Apache AS710 sprayer | Indiana farmer Nathan Rowings constructed a fully operational mini model
Nathan Rowings liked his first Apache AS710 so much he decided to build himself a second one from scratch, although only one-tenth as big as the original.
Both sprayers have mechanical drive with a three-speed shift-on-the-fly transmission, hydraulic steering, three-section hydraulic fold-out booms, 64 nozzles that spray liquid, a suspension with shock absorbers, big disc brakes and fully functional lighting for night spraying or highway transit.
Rowings said he always enjoyed building models as a kid, so there was no turning back when he came up with the idea of replicating his real AS710 four years ago,.
“This project started out with just a dremel rotary tool and then got a little out of hand. Now I have a vertical mill, a lathe and a basement full of other machine tools,” the Indiana farmer said.
“Most everything is scratch built by me.
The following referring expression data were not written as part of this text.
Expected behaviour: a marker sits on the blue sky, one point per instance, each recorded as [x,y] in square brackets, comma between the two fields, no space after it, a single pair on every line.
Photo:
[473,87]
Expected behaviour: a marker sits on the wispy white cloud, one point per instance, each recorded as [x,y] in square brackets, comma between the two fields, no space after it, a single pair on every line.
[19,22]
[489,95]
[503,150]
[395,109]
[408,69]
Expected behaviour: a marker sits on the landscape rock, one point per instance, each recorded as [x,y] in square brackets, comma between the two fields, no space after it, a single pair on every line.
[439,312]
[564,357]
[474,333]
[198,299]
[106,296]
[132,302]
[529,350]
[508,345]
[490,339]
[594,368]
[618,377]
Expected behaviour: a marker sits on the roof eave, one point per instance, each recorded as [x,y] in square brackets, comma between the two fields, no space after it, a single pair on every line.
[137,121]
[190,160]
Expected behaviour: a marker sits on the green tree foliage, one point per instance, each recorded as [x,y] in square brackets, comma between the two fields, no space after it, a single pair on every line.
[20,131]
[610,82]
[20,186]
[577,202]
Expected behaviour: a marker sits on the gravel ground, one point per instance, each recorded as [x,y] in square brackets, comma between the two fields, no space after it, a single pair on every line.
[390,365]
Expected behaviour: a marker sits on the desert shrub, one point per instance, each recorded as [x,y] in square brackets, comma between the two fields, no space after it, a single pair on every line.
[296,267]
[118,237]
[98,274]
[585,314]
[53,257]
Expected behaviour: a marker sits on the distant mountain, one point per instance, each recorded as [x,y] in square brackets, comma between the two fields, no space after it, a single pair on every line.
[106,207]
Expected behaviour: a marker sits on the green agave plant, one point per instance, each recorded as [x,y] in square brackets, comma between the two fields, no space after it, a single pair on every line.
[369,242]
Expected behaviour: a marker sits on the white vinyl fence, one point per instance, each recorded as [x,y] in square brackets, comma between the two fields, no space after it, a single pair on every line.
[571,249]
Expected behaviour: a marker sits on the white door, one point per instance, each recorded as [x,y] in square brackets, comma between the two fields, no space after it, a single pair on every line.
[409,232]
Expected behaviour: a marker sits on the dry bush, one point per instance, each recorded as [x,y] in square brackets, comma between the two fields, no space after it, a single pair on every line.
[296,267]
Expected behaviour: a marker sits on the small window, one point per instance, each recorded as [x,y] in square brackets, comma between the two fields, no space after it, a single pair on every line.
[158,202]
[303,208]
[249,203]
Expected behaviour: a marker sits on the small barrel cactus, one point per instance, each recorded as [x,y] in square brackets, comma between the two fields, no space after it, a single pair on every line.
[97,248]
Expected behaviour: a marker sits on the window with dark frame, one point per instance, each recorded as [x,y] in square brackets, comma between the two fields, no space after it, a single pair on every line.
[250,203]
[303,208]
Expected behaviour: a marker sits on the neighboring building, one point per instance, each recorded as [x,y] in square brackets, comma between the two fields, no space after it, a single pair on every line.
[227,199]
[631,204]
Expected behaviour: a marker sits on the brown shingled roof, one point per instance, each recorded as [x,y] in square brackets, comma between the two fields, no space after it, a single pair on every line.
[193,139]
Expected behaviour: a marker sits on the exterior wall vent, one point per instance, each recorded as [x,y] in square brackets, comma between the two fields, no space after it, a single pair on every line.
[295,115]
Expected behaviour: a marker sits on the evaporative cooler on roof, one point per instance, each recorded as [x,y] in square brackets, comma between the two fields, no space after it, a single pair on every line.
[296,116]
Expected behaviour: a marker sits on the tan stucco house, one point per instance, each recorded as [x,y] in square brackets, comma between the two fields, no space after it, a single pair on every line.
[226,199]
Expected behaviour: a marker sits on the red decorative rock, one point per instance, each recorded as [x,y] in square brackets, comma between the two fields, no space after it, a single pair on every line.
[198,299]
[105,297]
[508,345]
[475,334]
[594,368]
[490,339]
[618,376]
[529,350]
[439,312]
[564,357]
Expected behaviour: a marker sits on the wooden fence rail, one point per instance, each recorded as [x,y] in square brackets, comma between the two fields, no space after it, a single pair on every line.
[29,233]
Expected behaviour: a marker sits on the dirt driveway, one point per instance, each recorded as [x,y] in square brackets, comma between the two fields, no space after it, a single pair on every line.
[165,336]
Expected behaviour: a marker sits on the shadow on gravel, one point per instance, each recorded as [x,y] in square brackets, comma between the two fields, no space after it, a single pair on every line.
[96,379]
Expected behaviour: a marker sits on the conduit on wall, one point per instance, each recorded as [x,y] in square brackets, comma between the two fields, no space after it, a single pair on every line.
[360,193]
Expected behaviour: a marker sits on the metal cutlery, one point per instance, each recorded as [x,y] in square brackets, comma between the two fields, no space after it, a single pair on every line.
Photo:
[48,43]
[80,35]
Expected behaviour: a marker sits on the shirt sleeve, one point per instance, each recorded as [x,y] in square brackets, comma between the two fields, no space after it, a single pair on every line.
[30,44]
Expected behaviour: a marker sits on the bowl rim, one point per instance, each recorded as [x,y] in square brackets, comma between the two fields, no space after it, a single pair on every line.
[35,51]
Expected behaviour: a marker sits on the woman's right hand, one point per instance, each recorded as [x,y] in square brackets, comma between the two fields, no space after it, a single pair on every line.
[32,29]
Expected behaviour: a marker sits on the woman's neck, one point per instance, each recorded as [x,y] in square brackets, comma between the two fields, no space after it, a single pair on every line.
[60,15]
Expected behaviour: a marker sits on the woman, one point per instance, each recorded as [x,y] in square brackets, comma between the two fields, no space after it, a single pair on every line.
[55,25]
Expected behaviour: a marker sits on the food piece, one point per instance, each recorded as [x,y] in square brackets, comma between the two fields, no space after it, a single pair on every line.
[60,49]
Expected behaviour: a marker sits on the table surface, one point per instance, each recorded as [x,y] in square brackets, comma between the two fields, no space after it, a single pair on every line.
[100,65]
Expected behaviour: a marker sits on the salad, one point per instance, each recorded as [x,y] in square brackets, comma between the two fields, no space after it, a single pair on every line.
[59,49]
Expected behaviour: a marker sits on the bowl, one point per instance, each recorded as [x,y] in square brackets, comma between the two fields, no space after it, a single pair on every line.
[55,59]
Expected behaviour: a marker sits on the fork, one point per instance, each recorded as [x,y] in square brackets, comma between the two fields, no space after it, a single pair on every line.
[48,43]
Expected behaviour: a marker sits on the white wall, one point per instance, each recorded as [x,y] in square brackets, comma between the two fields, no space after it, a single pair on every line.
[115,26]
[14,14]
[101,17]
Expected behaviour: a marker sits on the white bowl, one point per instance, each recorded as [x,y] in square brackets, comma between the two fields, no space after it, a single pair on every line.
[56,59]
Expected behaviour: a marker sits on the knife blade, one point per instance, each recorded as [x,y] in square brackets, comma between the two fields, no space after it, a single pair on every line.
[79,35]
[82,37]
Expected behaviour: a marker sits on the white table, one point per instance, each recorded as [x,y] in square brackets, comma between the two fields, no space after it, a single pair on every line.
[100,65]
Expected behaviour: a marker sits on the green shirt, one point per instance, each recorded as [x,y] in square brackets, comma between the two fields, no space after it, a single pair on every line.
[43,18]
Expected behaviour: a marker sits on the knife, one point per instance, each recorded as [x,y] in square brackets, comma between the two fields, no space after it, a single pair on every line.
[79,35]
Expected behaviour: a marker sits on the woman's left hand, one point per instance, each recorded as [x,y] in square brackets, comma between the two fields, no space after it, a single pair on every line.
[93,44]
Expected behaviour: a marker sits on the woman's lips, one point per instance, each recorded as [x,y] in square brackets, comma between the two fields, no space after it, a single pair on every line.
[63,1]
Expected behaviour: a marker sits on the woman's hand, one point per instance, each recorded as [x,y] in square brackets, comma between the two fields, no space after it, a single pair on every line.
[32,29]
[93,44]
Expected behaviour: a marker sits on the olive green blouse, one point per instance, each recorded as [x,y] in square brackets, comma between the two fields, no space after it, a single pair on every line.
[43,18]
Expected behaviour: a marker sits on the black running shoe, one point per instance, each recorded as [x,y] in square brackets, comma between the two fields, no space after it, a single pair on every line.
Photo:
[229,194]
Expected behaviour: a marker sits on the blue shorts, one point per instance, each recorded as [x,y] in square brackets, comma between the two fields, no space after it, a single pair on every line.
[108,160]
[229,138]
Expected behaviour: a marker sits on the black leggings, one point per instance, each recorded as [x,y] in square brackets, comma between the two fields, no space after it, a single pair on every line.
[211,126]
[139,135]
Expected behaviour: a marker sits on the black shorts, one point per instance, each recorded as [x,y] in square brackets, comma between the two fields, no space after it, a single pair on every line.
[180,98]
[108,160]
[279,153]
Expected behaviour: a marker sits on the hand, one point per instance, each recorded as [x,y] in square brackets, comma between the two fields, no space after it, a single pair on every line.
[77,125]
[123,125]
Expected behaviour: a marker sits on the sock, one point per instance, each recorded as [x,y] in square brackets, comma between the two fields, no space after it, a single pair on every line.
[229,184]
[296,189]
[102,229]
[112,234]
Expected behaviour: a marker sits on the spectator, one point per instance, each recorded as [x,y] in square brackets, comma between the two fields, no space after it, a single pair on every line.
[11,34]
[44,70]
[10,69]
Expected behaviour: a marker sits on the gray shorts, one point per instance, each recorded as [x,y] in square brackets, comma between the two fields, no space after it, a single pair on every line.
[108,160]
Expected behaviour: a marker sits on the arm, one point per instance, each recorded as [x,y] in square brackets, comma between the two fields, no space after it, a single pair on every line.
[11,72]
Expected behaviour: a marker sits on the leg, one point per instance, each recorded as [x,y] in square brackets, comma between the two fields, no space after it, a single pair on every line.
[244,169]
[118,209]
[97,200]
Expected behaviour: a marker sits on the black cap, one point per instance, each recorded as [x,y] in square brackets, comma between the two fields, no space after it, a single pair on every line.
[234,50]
A good portion of the sprayer is made of brass. The booms, tank cradle, cab, front axle assembly, things like that. I built it pretty much just for the heck of it. The parts are almost an exact replica of the real thing. I have the big one (Apache) out in the yard, so it was easy to go out and measure something and then come back to the basement and bring it down to scale.”
The controls are the same as those used on remote control model aircraft, with the same compact 12-volt battery used to run the hydraulic pump and spray pump.
The battery-powered motors currently used in radio controlled aircraft run at a much higher r.p.m. than Rowings needed for a model field sprayer, so he inserted a speed control manager between the battery and motor.
The finished product weighs 25 pounds and has a 7.5 foot wing spread when the booms are fully extended.
“I built all 64 little brass nozzles myself,” he said.
“The biggest part of the hole in each nozzle is 0.008 of an inch. That’s the biggest hole. For the graphics, Apache emailed me all the logos and I scaled them down to fit.”
Rowings figures he spent $2,500 to $3,000 plus a lot of hours building the world’s shortest high-clearance sprayer.